Search code examples
sassampling

SAS - Survey Select - Selecting Different Sample Size per Stratum


I have a list of financial advisors and I need to pull 4 samples per advisor but catch is in those 4 samples I need to force 2 mortgages, 1 loan, 1 credit card lets say.

Is there a way in the Survey select statement to set the specific number of samples to pull per stratum? I know you can stratify on 1 category and set it as a equal number. I was hoping I could use a mapping of employee names + the number of samples left to pull for each category and have survey select utilize that to pull in a dynamic way.

I'm using this as an example but this only stratifies on employee first and gives me 4 per employee. I would need to further stratify on Product type and set that to a specific sample size per product.

proc surveyselect data=work.Emp_Table_Final
   method=srs n=4 out=work.testsample SELECTALL;
   strata Employee_No;
run;

Thanks i know it might sound complicated, but if i know its possible then i can google the rest


Solution

  • Yes, you can have a dataset be the target of the n option. That dataset must:

    • Contain the strata variables as well as a variable SAMPSIZE or _NSIZE_ with the number to select
    • Have the same type and length as the strata variables
    • Be sorted by the strata variables
    • Have an entry for every strata variable value

    See the documentation for more details.

    data sample_counts;
    length sex $1;
    input sex $ _NSIZE_;
    datalines;
    F 5
    M 3
    ;;;;
    run;
    
    proc sort data=sashelp.class out=class;
    by sex;
    run;
    
    proc surveyselect n=sample_counts method=srs out=samples data=class;
    strata sex;
    run;
    

    For two variables it's the same, you just need two variables in the sample_counts.
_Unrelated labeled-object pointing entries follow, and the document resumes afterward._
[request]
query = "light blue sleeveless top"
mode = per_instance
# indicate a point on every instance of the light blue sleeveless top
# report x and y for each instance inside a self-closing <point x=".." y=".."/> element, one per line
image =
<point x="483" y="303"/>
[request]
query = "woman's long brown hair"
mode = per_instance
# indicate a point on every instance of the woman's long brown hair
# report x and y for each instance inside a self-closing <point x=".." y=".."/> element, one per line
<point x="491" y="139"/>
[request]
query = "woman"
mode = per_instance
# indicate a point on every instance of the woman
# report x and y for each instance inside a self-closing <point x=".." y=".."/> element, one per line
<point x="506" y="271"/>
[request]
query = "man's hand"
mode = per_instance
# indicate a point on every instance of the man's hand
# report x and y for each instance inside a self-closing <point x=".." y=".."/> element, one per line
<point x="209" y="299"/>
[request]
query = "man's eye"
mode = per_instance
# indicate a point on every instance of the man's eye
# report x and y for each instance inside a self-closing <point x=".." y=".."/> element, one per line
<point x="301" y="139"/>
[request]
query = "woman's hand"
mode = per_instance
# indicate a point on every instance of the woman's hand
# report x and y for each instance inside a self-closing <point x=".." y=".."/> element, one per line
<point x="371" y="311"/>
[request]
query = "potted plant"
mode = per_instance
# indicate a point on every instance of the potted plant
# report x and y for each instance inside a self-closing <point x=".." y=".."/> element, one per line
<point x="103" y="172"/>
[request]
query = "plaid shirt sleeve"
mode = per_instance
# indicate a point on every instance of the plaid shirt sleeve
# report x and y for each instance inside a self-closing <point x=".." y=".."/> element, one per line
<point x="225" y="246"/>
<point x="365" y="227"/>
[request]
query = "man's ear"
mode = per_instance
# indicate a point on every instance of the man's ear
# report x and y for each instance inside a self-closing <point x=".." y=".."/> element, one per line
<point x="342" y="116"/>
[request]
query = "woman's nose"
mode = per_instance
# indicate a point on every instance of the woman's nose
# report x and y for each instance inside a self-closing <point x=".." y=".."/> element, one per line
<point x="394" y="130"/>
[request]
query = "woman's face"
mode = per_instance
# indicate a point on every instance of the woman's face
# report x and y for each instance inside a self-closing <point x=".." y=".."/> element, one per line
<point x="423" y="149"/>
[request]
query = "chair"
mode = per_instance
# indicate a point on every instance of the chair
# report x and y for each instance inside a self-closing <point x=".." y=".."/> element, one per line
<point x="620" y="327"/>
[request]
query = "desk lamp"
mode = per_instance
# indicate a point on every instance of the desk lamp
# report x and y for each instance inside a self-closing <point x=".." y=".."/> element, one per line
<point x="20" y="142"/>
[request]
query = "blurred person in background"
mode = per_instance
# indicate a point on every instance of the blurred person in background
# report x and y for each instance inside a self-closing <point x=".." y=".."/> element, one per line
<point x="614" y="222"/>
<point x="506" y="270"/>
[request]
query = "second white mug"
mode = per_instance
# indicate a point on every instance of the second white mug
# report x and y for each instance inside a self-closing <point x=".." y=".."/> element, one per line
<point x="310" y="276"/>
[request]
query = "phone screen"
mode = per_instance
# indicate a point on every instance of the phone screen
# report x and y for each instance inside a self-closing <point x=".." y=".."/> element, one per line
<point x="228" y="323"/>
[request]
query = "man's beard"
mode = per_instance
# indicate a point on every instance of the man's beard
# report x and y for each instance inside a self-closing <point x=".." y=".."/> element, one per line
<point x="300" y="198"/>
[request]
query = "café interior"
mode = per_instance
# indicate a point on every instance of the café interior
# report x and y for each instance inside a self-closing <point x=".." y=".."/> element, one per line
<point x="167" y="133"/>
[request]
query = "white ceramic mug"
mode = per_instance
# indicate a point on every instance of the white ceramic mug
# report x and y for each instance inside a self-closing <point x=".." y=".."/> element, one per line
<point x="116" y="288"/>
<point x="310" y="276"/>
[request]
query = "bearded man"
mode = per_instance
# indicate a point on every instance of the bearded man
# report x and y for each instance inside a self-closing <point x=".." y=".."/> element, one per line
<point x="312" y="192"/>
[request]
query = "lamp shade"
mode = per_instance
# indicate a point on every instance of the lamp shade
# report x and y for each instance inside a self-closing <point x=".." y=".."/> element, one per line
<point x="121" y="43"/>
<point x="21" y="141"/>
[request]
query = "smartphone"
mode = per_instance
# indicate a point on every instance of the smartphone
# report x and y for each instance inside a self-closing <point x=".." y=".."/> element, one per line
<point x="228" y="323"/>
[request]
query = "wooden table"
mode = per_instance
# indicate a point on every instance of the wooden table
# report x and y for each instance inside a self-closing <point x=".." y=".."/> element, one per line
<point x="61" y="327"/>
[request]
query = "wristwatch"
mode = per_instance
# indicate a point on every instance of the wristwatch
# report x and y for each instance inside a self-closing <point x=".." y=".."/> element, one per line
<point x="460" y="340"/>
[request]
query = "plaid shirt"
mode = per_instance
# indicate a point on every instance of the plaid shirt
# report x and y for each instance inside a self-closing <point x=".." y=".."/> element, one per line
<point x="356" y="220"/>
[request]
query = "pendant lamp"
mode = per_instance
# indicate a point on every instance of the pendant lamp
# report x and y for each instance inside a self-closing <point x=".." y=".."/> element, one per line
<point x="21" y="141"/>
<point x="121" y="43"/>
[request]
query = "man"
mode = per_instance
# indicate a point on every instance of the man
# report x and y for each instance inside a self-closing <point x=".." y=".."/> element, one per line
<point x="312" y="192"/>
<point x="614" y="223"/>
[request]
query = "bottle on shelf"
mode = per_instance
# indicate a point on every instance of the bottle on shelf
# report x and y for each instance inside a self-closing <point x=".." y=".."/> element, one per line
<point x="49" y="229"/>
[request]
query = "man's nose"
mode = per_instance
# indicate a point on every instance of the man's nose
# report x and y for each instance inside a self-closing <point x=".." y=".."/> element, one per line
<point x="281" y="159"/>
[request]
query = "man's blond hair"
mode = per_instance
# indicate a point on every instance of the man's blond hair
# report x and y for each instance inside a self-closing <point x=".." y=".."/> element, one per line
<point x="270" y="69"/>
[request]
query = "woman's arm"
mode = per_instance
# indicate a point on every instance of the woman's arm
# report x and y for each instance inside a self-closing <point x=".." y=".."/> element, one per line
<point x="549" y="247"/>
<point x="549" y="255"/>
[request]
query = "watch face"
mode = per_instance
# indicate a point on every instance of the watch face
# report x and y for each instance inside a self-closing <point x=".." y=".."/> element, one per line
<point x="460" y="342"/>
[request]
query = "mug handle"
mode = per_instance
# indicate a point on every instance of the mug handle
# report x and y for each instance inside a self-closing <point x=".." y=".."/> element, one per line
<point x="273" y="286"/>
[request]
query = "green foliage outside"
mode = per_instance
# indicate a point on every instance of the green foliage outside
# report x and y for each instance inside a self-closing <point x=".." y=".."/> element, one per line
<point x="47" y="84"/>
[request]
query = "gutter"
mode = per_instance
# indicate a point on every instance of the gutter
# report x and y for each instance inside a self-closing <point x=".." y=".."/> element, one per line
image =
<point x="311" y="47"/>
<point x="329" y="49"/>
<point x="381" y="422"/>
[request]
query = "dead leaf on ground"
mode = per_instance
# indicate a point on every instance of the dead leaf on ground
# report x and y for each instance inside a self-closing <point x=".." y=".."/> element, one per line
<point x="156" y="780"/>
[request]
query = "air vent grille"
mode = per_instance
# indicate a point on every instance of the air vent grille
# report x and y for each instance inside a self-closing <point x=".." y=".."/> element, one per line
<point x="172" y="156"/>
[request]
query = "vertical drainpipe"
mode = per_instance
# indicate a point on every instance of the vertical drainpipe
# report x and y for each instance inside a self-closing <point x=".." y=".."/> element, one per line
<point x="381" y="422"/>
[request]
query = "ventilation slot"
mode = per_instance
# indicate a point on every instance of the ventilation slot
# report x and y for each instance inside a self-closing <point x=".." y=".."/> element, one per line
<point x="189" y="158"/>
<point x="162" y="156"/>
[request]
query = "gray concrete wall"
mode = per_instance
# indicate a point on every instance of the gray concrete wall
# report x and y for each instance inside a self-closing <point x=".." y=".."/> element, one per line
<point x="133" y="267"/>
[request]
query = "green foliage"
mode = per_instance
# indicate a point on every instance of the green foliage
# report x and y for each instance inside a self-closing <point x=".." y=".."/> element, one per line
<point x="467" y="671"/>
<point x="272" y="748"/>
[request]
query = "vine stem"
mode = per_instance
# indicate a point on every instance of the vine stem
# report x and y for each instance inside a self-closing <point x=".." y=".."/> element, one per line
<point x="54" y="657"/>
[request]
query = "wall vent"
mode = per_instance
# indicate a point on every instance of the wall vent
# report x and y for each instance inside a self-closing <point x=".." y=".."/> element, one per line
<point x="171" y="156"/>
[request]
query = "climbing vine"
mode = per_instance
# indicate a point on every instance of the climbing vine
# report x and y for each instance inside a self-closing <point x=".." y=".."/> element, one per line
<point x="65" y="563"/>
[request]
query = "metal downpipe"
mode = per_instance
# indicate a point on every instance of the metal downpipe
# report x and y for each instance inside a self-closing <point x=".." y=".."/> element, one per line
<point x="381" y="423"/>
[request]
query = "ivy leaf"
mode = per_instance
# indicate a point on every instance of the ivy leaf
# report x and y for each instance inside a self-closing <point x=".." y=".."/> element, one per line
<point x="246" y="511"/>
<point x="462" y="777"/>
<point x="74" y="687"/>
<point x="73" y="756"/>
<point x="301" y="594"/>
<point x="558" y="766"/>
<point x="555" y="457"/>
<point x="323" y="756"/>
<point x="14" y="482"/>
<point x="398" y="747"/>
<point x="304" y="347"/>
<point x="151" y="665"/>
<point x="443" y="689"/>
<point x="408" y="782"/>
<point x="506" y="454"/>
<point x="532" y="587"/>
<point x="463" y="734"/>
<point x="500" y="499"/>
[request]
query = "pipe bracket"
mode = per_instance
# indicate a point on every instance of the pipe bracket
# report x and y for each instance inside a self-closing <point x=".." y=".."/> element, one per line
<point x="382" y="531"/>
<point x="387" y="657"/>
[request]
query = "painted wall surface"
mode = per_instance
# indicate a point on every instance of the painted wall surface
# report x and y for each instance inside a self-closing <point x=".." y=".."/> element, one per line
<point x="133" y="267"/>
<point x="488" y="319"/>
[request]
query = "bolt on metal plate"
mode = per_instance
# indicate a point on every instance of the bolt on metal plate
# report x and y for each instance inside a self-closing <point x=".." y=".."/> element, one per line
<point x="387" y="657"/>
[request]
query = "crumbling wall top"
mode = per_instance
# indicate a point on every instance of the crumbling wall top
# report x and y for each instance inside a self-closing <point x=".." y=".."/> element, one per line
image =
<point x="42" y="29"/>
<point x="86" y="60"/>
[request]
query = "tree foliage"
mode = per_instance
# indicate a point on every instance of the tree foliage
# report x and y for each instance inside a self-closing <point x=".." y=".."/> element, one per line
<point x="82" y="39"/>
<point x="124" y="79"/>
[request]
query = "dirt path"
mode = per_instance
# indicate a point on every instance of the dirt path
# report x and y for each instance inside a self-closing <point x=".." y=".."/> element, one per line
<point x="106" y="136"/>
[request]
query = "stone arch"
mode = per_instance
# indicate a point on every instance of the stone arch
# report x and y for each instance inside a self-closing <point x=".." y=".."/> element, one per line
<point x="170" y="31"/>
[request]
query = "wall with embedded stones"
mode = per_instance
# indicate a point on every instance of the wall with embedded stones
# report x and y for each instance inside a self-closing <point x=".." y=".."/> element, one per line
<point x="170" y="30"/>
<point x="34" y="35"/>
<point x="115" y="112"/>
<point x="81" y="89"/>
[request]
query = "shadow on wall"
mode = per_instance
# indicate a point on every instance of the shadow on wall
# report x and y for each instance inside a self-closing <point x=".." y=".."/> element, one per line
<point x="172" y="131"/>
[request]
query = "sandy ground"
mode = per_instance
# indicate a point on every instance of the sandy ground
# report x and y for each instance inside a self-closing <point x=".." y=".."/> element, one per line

Of course it makes it a lot more complicated, and you may want to produce this in an automated fashion.

    proc sort data=sashelp.class out=class;
    by sex age;
    run;
    
    data sample_counts;
    length sex $1;
    input sex $ age _NSIZE_;
    datalines;
    F 11 1
    F 12 1
    F 13 1
    F 14 1
    F 15 1
    M 11 1
    M 12 1
    M 13 1
    M 14 1
    M 15 1
    M 16 0
    ;;;;
    run;
    
    /* or do it in an automated way*/
    
    data sample_counts;
      set class;
      by sex age;            *your strata;
      if first.age then do;  *do this once per stratum level;
        if age le 15 then _NSIZE_ = 1;  *whatever your logic is for defining _NSIZE_;
        else _NSIZE_=0;
        output;
      end;
    run;
    
    
    
    proc surveyselect n=sample_counts method=srs out=samples data=class;
    strata sex age;
    run;